Deep Tendon Reflexes

Review
In: Clinical Methods: The History, Physical, and Laboratory Examinations. 3rd edition. Boston: Butterworths; 1990. Chapter 72.

Excerpt

In a normal person, when a muscle tendon is tapped briskly, the muscle immediately contracts due to a two-neuron reflex arc involving the spinal or brainstem segment that innervates the muscle. The afferent neuron whose cell body lies in a dorsal root ganglion innervates the muscle or Golgi tendon organ associated with the muscles; the efferent neuron is an alpha motoneuron in the anterior horn of the cord. The cerebral cortex and a number of brainstem nuclei exert influence over the sensory input of the muscle spindles by means of the gamma motoneurons that are located in the anterior horn; these neurons supply a set of muscle fibers that control the length of the muscle spindle itself.

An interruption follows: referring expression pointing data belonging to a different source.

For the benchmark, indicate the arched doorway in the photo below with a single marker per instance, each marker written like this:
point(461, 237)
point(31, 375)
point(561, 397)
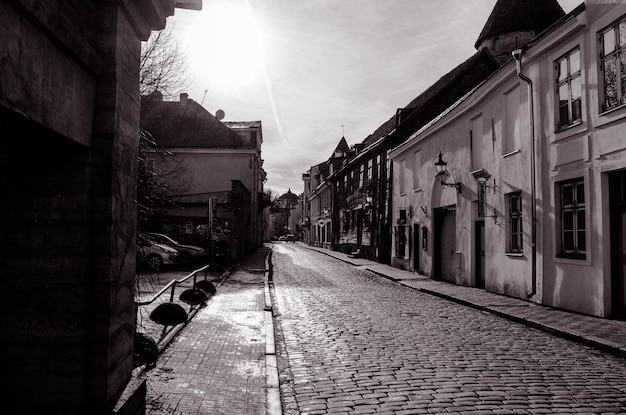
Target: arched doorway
point(445, 244)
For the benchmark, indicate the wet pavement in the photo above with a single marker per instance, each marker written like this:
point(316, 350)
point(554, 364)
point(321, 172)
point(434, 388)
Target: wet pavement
point(357, 343)
point(224, 360)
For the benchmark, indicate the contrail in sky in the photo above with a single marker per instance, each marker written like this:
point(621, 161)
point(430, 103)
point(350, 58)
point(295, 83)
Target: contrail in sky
point(268, 83)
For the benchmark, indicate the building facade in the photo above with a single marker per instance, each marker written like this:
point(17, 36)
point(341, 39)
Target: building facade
point(213, 160)
point(531, 201)
point(69, 104)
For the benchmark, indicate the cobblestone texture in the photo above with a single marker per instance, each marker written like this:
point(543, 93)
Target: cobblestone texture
point(357, 343)
point(216, 365)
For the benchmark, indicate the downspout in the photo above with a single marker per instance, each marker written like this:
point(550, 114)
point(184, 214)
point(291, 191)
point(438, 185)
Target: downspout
point(517, 55)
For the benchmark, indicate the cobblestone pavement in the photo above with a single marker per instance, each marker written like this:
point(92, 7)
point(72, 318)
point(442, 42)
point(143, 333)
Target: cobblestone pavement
point(216, 364)
point(357, 343)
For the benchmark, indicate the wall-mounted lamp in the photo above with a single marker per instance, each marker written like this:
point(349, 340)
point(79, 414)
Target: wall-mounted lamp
point(482, 176)
point(442, 172)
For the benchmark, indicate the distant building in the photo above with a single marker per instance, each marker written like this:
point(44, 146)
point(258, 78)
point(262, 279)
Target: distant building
point(531, 203)
point(217, 160)
point(286, 215)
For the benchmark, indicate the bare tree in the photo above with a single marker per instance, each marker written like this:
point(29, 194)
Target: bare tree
point(163, 68)
point(163, 65)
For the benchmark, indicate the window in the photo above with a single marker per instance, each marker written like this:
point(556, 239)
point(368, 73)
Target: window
point(401, 173)
point(573, 226)
point(417, 164)
point(568, 89)
point(613, 65)
point(515, 222)
point(512, 116)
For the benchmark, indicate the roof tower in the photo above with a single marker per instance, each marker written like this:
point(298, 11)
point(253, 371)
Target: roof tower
point(513, 23)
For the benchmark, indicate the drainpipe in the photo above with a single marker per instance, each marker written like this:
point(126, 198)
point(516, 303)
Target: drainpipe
point(517, 55)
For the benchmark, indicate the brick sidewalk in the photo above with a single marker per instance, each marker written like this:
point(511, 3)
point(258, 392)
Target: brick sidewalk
point(217, 363)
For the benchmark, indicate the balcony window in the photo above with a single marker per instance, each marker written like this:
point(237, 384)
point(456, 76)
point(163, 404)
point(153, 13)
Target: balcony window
point(568, 89)
point(613, 65)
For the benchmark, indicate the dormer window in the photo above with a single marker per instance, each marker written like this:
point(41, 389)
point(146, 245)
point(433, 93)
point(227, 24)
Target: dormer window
point(568, 89)
point(612, 65)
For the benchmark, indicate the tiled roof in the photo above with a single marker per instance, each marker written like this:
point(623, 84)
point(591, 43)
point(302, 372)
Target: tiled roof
point(519, 15)
point(342, 146)
point(242, 124)
point(440, 95)
point(177, 125)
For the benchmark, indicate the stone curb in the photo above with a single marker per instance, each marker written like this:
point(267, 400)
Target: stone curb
point(273, 402)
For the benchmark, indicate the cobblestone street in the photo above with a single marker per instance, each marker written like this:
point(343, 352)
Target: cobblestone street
point(358, 343)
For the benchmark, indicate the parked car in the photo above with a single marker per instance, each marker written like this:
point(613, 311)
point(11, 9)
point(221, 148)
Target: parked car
point(187, 253)
point(153, 255)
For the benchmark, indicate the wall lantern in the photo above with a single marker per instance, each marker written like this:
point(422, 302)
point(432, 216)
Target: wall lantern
point(442, 172)
point(482, 176)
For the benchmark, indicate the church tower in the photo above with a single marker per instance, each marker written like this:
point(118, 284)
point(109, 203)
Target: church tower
point(513, 23)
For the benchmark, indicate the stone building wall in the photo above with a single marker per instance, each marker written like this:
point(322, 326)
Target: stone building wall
point(69, 110)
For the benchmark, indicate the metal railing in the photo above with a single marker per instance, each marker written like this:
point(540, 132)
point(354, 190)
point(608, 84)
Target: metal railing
point(172, 285)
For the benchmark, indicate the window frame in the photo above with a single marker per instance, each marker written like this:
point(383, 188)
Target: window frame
point(567, 81)
point(515, 230)
point(570, 229)
point(618, 55)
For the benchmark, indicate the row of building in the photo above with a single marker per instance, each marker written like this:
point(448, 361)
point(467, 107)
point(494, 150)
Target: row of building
point(211, 174)
point(507, 174)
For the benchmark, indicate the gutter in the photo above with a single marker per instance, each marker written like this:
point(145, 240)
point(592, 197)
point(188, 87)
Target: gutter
point(517, 55)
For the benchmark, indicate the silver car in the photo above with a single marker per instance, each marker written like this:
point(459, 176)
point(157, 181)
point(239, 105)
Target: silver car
point(187, 253)
point(153, 255)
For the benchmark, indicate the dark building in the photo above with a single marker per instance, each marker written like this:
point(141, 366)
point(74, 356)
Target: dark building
point(69, 108)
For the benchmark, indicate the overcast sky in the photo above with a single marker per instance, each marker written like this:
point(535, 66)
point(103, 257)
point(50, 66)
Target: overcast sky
point(314, 70)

Hyporeflexia is an absent or diminished response to tapping. It usually indicates a disease that involves one or more of the components of the two-neuron reflex arc itself.

Hyperreflexia refers to hyperactive or repeating (clonic) reflexes. These usually indicate an interruption of corticospinal and other descending pathways that influence the reflex arc due to a suprasegmental lesion, that is, a lesion above the level of the spinal reflex pathways.

By convention the deep tendon reflexes are graded as follows:

  1. 0 = no response; always abnormal

  2. 1+ = a slight but definitely present response; may or may not be normal

  3. 2+ = a brisk response; normal

  4. 3+ = a very brisk response; may or may not be normal

  5. 4+ = a tap elicits a repeating reflex (clonus); always abnormal

Whether the 1 + and 3 + responses are normal depends on what they were previously, that is, the patient's reflex history; what the other reflexes are; and analysis of associated findings such as muscle tone, muscle strength, or other evidence of disease. Asymmetry of reflexes suggests abnormality.